Derrière un topoguide, il y a tout un travail de recherche, de production d’écrits, de repérage spatial et de cartographie, de prises de vues… Certaines écoles vont jusqu’à faire réaliser la mise en page informatique par les enfants. Et les débats en classe autour des contenus sont des exercices de citoyenneté très concrets ! Les questions environnementales sont également abordées à travers une charte du randonneur, le ramassage de déchets sur les chemins et l’utilisation des Clés Usep de l’éducation au développement durable. Certaines classes proposent d’ailleurs des activités directement en lien avec cette thématique.

Et comment transformer ces projets en rencontres sportives associatives ?

Ils le deviennent lors de l’ouverture du parcours, quand la classe auteure d’un livret en invite d’autres à l’étrenner.

Y a-t-il une parenté avec l’opération Un chemin, une école développée dans les années 2000 avec la FFRando ?

Non. Celle-ci n’avait d’ailleurs pas été déclinée en Haute-Vienne. « À la porte de mon école » ne s’appuie d’ailleurs pas forcément sur la réhabilitation d’un chemin. En revanche, celui-ci peut être autant utilisé par des classes que par le grand public.

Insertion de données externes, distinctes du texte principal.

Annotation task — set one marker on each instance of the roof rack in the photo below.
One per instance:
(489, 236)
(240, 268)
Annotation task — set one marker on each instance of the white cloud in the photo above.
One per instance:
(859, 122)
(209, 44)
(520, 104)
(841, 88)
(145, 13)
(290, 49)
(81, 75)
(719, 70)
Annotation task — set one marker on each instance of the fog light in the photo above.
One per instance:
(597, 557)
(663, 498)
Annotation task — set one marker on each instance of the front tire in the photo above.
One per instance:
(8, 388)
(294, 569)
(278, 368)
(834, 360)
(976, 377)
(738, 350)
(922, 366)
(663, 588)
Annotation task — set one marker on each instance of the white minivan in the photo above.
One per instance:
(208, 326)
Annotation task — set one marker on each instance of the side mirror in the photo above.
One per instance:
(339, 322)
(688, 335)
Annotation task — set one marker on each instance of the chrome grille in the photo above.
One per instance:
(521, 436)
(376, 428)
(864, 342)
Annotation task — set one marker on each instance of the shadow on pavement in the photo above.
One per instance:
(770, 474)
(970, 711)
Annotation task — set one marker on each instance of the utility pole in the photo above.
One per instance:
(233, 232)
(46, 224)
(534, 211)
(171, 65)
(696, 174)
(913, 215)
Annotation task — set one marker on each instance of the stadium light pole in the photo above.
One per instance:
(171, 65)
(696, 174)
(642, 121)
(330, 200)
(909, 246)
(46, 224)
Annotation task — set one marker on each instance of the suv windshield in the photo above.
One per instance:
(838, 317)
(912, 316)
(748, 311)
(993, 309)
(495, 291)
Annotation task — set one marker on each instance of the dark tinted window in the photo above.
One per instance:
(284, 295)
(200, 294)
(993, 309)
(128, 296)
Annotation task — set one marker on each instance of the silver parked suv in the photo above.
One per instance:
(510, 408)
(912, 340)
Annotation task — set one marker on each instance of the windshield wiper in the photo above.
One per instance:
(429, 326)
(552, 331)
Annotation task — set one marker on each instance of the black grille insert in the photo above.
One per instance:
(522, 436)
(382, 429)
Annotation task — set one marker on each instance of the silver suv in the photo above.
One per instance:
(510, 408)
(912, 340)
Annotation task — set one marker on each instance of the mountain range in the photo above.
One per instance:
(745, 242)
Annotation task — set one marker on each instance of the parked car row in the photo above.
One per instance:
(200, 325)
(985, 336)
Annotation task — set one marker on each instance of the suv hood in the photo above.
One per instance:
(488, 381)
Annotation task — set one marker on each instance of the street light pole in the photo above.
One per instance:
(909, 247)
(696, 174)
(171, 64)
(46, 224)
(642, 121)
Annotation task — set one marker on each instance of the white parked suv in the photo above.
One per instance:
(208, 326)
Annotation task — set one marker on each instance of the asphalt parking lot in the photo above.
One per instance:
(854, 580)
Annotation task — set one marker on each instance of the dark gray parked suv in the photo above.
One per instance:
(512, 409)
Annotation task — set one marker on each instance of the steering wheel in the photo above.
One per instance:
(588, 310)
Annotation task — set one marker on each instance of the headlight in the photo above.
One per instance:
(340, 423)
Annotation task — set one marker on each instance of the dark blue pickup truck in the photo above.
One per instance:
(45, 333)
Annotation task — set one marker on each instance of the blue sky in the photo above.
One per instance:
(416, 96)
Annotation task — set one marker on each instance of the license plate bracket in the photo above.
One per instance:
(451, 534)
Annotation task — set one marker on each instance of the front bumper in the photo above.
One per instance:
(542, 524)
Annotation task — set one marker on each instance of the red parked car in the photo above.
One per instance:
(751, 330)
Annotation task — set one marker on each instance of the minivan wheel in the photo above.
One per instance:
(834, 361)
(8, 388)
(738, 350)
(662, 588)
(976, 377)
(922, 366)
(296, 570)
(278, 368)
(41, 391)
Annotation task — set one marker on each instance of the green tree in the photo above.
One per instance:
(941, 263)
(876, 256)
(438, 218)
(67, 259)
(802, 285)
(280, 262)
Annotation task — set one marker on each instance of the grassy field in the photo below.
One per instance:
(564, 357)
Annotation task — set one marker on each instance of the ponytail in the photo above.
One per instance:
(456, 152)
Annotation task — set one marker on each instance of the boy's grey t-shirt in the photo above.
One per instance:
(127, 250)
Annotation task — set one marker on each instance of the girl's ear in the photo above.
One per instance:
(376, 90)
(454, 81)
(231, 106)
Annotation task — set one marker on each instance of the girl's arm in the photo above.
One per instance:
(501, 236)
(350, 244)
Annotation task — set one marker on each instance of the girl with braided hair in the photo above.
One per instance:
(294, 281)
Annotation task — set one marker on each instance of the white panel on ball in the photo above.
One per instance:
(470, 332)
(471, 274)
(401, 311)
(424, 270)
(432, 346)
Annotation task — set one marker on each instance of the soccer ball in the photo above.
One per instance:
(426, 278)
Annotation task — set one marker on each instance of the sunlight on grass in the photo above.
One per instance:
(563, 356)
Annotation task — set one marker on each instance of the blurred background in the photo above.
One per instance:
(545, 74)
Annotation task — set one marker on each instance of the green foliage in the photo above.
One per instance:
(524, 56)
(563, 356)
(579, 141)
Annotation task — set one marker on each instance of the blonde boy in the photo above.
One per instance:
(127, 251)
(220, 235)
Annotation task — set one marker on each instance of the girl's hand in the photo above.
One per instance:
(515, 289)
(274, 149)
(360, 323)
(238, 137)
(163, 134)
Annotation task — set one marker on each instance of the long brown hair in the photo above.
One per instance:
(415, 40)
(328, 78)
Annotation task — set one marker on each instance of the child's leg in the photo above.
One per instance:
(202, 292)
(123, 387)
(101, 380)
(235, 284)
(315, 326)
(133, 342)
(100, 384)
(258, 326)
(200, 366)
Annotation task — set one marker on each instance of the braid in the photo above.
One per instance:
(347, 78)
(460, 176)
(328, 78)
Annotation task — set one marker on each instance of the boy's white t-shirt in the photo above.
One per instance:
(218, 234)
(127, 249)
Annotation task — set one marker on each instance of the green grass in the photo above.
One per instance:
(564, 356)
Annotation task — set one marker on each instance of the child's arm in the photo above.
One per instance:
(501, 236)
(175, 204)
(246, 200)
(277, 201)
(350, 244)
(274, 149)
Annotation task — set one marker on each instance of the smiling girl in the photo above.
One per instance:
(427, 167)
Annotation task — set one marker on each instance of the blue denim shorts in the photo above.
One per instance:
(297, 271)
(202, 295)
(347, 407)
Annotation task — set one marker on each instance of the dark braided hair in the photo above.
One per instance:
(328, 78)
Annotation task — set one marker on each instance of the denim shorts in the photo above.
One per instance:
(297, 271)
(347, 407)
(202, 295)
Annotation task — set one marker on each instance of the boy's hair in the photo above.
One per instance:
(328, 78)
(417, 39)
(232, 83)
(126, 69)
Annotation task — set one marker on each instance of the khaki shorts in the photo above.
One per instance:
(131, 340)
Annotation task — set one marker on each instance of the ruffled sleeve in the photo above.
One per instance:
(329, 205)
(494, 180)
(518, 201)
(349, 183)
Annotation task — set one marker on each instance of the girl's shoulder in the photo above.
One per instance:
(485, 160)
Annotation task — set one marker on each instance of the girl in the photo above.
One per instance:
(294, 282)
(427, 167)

L’opération s’est développée ces deux dernières années en pleine pandémie. Quel en a été impact ?

Au printemps 2020, de nombreux projets se sont retrouvés brutalement stoppés par le confinement au moment où ils se déployaient. Mais ensuite, la randonnée pédestre étant une activité extérieure aisément pratiquée « sans brassage », le contexte incertain de l’année scolaire 2020-2021 a renforcé l’intérêt des enseignants. Nous avons aussi beaucoup communiqué, en informant notre réseau à la sortie de chaque nouveau topoguide, afin de susciter l’envie.

Jusqu’à créer une association Usep ?

C’est le cas au Dorat, où l’école s’est affiliée à l’Usep pour développer ce projet et profiter de nos interventions autour du Savoir Rouler à Vélo. Mais 70 % des écoles du département sont déjà affiliées à l’Usep.

L’opération mobilise-t-elle surtout des écoles rurales ?

Pas seulement. Il y a de plus en plus de randonnées urbaines créées par des écoles de Limoges par exemple. Deux d’entre elles vont d’ailleurs se lancer sur les quartiers historiques du Vieux Limoges et faire découvrir la cathédrale, les jardins de l’évêché et la gare, son campanile et son fameux dôme…

À ce jour, 21 livrets sont proposés en téléchargement : d’autres projets sont-ils en cours ?

24 nouveaux livrets sont en cours de réalisation. À la fin de l’année, tout le département devrait être ainsi maillé. Des randonnées pourront alors être organisées dans chaque secteur, à l’initiative des associations.